Prometheus - Combatant Pantheism
Ridley Scott made only two Sci-Fi films, but they became mighty works in the Dystopian genre and Space Horror, casting an everlasting influence on later Sci-Fi works. Although such long days have passed since the first release of Blade Runner and Alien, his influence on the Sci-Fi genre is more than just tangible. Ridley Scott has become an ‘Engineer’ of the SF genre.
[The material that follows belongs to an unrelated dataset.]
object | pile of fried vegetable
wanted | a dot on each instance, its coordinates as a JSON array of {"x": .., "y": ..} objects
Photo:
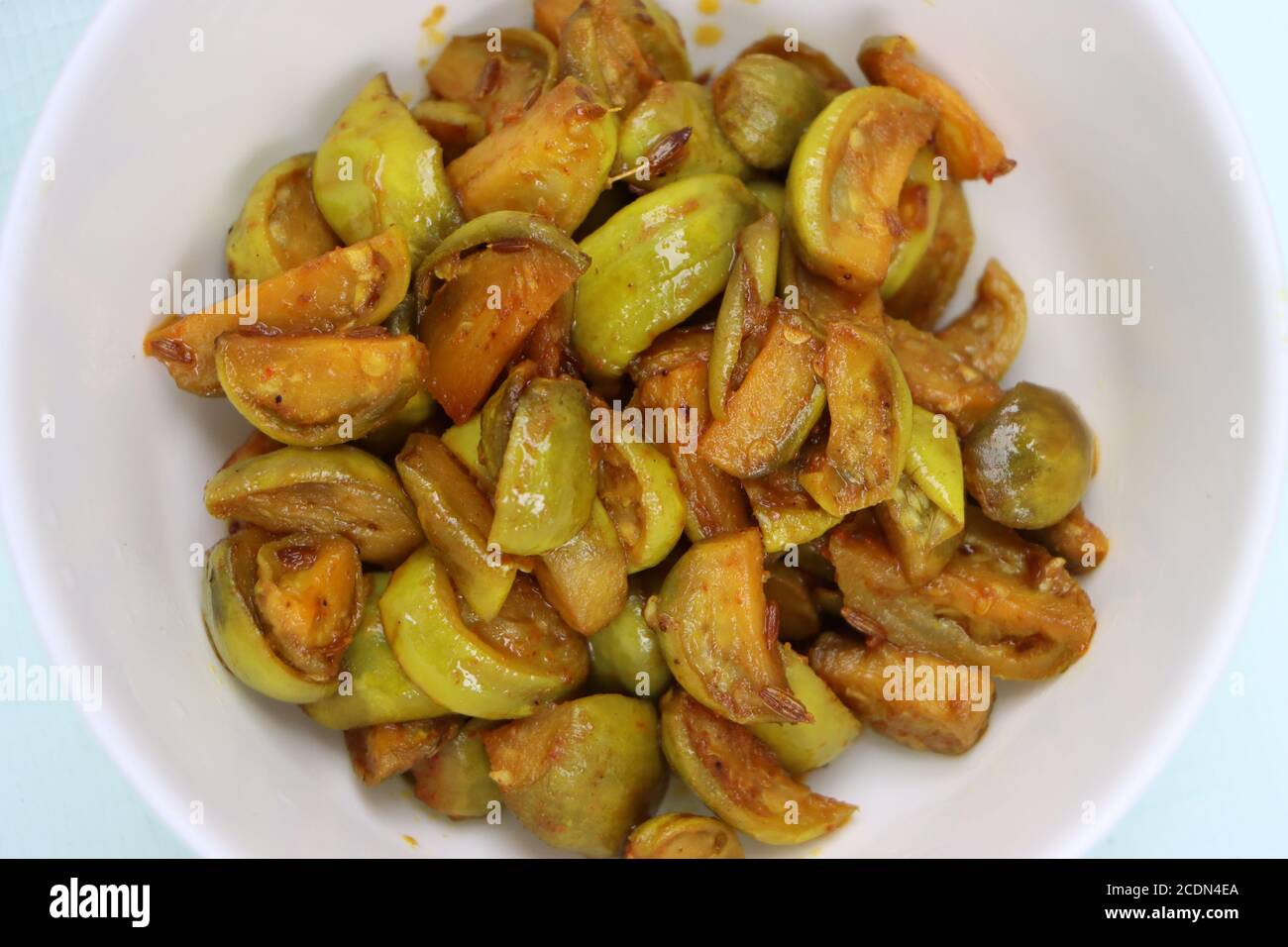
[{"x": 434, "y": 548}]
After decades of absence, the engineer has returned with new Sci-Fi work, Prometheus. This masterpiece is certainly made by a genius who has been standing the test of time. Comparing it to his previous works, it has some apparent flaws. Too many characters in the movie die for no proper reason. The narrative structure where all extras get slaughtered, and only one female character survives is another instance of the old cliche of horror films. Most of all, Scott’s ambition, ‘showing new images deviated from the style of HR Giger,’ doesn’t seem to be accomplished. The images of HR Giger in the film keep him from building a distinctive aesthetic image for Prometheus. Nevertheless, Prometheus deserves to be placed into the same category as Scott’s other critically acclaimed filmography successes.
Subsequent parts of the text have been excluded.